Any help would be great.
Thanks
Upvotes: 2
Views: 1151
Reputation: 627100
You may use a base R solution using PCRE regex [[:<:]]
that matches the starting word boundary, a location between a non-word and a word char:
strings <- c('string one', 'string two', 'string three')
gsub("[[:<:]]", "+", strings, perl=TRUE)
# => [1] "+string +one" "+string +two" "+string +three"
Or, you may use a (\w+)
(that matches and captures into Group 1 any one or more word chars, i.e. letters, digits, or _
) TRE regex to replace with a +
and a replacement backreference \1
to restore the consumed chars in the output:
gsub("(\\w+)", '+\\1', strings)
# => [1] "+string +one" "+string +two" "+string +three"
Note you do not need a word boundary here since the first word char matched will be already at the word boundary and the consequent word chars will be consumed due to +
quantifier.
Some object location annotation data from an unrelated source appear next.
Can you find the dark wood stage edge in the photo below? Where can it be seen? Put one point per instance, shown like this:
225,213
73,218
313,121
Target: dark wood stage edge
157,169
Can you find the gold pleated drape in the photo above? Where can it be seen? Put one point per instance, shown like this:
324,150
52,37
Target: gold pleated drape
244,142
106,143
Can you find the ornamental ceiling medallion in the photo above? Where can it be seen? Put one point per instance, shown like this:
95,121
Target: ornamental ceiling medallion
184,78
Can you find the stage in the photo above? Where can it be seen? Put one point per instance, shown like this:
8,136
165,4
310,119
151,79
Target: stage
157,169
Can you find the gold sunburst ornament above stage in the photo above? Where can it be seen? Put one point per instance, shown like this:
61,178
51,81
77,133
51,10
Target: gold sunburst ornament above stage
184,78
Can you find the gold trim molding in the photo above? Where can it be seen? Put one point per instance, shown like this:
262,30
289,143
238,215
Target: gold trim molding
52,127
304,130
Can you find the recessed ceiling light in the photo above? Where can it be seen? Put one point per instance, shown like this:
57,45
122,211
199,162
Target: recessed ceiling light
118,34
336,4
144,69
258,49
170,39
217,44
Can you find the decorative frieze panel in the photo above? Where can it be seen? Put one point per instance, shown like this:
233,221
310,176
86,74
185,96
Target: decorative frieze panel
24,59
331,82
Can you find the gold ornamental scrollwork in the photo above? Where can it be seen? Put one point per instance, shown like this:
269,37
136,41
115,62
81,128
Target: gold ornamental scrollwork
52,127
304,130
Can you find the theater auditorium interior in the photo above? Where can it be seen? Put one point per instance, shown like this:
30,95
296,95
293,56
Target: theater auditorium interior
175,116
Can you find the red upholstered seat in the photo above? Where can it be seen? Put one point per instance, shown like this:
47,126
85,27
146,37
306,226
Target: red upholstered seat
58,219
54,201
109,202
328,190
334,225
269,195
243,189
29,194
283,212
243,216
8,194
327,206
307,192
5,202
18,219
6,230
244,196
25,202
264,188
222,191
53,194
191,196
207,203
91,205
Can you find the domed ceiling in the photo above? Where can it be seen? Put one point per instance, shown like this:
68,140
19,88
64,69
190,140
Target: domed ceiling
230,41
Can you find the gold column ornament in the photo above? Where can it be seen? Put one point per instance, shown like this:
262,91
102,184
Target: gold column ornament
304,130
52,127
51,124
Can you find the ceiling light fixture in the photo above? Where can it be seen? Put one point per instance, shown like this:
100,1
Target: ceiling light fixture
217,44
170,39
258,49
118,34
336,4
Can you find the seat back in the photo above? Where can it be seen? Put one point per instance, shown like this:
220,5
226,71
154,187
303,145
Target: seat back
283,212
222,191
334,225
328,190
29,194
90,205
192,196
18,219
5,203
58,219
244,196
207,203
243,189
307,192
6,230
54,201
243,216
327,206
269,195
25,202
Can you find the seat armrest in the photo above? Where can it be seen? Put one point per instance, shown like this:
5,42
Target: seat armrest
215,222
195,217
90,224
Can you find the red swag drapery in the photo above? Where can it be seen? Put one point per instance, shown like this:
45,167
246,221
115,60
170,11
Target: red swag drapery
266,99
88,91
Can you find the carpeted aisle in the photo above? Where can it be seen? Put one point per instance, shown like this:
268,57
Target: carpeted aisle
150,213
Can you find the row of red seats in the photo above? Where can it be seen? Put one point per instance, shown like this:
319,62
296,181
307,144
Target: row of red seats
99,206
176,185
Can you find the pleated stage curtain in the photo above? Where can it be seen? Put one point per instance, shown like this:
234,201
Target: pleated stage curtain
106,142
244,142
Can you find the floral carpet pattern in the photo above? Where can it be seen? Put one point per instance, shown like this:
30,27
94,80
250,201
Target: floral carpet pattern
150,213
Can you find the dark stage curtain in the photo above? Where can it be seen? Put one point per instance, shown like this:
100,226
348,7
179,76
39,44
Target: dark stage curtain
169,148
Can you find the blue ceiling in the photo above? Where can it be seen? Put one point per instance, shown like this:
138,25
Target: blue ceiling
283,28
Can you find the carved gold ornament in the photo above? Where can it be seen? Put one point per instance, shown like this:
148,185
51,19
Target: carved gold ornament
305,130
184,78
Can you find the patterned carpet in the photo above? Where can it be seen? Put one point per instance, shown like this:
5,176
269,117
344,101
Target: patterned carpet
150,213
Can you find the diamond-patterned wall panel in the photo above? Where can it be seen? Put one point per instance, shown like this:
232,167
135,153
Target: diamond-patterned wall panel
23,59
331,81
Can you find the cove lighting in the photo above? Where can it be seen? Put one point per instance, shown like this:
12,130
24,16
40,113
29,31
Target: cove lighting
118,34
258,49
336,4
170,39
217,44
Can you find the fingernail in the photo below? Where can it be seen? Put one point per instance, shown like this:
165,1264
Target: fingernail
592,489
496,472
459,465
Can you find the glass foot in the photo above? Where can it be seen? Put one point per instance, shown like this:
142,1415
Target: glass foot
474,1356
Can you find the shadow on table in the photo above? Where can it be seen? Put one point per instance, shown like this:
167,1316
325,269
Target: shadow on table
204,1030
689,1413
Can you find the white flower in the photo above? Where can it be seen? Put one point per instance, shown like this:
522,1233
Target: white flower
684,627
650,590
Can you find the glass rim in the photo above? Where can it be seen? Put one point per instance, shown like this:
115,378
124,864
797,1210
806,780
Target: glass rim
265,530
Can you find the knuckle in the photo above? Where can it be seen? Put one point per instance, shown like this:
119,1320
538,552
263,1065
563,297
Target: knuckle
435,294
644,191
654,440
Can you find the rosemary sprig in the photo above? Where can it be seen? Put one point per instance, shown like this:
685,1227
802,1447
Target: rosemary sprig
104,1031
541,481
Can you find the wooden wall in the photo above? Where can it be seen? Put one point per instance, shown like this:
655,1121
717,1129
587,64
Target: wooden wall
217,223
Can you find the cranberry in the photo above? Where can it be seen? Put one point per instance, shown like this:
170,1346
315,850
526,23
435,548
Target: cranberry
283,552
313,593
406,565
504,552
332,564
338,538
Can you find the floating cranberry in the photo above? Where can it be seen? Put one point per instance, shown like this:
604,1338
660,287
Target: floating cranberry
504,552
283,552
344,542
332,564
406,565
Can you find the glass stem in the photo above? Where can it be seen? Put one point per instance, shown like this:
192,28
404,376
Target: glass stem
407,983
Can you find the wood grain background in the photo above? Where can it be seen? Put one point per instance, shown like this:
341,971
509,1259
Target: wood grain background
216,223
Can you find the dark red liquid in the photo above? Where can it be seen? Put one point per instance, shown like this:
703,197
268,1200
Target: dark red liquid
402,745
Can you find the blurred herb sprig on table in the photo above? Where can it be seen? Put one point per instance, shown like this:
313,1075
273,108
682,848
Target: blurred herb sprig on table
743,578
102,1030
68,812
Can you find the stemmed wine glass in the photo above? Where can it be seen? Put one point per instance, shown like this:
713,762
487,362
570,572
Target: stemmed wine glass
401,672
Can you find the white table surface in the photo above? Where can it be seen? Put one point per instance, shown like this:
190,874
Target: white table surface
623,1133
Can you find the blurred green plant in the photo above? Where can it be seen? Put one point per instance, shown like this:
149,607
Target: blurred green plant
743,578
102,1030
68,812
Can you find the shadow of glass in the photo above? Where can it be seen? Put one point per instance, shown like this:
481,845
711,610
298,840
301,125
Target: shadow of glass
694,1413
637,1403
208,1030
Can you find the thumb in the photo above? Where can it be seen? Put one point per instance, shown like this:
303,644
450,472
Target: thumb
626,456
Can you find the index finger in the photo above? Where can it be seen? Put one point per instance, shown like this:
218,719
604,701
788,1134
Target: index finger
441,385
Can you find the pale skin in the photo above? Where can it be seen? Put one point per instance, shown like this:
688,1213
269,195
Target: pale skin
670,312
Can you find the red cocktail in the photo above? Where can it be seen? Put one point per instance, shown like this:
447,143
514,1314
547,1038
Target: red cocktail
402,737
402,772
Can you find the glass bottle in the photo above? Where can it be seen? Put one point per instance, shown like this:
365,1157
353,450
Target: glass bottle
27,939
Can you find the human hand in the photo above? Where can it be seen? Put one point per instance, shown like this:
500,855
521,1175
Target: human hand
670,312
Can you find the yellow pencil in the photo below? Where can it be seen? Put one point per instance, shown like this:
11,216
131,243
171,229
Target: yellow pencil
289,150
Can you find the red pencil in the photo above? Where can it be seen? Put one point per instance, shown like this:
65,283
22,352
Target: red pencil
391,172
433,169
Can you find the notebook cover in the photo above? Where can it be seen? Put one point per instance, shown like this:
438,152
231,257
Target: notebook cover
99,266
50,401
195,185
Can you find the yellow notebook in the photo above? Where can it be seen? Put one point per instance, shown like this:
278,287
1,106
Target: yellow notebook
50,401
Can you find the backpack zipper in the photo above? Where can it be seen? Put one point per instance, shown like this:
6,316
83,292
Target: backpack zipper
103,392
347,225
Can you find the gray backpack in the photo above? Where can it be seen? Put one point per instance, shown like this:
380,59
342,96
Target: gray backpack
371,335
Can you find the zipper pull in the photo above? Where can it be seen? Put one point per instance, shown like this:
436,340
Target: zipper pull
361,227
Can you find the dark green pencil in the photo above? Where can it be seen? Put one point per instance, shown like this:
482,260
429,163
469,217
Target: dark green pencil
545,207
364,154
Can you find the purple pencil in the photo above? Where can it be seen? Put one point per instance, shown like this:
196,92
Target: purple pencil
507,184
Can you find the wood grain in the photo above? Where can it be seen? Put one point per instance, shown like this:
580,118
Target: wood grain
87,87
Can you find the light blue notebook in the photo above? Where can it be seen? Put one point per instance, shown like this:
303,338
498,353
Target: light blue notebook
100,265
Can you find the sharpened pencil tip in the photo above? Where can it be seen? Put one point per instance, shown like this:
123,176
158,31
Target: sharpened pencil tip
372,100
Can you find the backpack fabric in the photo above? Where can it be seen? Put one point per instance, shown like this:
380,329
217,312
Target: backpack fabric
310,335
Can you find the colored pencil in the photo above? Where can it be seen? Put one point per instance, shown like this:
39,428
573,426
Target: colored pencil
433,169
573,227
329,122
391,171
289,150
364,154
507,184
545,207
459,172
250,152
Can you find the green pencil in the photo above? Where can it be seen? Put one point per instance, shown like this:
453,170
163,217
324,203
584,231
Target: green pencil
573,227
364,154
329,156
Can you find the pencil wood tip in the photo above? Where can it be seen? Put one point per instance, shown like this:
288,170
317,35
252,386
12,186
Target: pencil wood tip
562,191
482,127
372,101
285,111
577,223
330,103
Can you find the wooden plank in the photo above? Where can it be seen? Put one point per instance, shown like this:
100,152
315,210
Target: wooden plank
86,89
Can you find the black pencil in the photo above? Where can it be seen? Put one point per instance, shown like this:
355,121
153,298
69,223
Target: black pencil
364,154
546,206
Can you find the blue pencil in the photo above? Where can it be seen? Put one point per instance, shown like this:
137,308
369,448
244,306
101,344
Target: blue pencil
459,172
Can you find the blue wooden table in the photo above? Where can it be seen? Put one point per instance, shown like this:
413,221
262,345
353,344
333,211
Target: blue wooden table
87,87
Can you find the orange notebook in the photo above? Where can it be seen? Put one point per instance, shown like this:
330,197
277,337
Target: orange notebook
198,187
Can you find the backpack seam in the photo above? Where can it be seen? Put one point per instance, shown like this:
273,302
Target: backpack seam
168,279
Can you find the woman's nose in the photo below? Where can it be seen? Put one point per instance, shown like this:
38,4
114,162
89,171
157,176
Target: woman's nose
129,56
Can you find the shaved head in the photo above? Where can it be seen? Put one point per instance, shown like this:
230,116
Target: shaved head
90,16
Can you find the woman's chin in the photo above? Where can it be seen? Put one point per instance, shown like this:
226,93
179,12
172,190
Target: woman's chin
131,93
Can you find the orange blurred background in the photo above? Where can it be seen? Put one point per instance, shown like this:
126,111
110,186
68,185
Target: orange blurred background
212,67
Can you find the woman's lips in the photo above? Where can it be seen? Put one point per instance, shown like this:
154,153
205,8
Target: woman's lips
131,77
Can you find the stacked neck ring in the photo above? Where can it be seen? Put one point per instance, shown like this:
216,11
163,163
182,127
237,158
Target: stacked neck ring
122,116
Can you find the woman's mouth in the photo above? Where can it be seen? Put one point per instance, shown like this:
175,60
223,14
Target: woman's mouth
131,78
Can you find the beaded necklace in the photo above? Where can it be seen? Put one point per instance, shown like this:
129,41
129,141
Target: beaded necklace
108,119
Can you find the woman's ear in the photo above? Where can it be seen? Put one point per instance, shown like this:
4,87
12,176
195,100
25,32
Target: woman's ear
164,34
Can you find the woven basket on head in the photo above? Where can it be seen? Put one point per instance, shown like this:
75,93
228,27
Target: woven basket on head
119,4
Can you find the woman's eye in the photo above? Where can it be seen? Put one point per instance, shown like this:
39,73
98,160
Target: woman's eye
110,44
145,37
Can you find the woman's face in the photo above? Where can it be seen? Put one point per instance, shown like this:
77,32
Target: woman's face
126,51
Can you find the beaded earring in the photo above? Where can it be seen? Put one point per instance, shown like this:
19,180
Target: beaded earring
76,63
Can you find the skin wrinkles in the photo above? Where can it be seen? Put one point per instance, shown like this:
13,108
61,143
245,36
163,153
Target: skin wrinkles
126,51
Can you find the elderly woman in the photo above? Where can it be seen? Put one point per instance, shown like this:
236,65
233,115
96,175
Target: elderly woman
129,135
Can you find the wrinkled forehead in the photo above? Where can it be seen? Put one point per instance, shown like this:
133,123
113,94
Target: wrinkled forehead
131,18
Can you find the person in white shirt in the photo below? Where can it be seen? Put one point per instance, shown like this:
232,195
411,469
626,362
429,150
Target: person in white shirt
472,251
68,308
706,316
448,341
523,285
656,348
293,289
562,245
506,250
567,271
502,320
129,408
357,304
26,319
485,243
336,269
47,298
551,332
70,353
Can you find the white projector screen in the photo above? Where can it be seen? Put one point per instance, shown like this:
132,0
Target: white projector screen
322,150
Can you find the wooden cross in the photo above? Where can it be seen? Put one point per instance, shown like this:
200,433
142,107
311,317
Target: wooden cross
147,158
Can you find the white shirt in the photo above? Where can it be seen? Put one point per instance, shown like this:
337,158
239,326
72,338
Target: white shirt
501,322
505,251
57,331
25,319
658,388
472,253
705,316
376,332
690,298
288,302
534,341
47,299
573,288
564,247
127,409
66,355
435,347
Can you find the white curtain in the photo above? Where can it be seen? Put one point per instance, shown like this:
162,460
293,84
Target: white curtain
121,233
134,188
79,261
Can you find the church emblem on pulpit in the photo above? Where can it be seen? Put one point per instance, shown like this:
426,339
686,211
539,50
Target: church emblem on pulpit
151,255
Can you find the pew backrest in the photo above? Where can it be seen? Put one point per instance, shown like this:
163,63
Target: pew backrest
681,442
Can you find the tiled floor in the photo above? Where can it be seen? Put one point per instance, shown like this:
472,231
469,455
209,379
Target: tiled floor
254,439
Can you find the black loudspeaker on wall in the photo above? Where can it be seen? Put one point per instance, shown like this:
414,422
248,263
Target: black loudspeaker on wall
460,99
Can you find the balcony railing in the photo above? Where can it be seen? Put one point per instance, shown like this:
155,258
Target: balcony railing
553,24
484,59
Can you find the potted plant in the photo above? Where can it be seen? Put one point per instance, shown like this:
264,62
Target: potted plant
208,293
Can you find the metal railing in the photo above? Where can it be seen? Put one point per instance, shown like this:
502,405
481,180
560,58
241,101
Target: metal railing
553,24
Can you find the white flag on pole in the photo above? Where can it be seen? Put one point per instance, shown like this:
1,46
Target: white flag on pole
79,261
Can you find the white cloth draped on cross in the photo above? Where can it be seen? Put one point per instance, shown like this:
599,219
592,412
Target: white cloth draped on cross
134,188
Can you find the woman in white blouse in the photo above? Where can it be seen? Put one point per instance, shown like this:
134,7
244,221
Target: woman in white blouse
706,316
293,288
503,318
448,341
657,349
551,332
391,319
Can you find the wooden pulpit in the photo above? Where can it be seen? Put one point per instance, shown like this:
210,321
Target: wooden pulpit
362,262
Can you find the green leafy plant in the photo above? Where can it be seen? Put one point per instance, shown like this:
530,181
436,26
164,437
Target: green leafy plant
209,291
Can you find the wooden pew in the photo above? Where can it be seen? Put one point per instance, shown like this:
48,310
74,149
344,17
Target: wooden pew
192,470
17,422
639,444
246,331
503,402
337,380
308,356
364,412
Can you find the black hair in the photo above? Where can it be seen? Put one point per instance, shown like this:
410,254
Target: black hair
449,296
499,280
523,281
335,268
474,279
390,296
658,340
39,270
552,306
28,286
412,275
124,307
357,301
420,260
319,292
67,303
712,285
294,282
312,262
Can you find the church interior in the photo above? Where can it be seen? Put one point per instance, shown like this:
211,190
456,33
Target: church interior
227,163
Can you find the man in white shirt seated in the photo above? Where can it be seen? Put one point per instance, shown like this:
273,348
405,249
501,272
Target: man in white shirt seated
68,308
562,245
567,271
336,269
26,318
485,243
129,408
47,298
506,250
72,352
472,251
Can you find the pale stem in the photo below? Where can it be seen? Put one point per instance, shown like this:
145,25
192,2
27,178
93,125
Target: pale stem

See the regex demo.
And with an ICU regex based str_replace_all
, you may use
> str_replace_all(strings, "\\w+", '+\\0')
[1] "+string +one" "+string +two" "+string +three"
The \\0
is a replacement backreference to the whole match.
Upvotes: 4
Reputation: 22837
You can do this without capture groups as well (as others have shown) by using the regex \b(?=\w)
with perl=T
as shown below.
strings <- c('string one', 'string two', 'string three')
gsub("\\b(?=\\w)", "+", strings, perl=T)
Result
[1] "+string +one" "+string +two" "+string +three"
Upvotes: 1
Reputation: 7174
Another alternative would be to use strsplit()
in combination with paste0()
:
res <- lapply(strsplit(strings, " "), function(x) paste0("+", x))
sapply(res, paste0, collapse = " ")
# [1] "+string +one" "+string +two" "+string +three"
For some people the advantage may be that you don't have to wrestle with a regular expression. However, I would always prefer the direct regex statements by Jasbner and Wictor
Upvotes: 0
Reputation: 2283
Using captured groups is one way of doing this. Group with parenthesis and recall with \\1
.
strings_new <- str_replace_all(strings, "(\\b\\w)", '+\\1')
strings_new
[1] "+string +one" "+string +two" "+string +three"
Upvotes: 7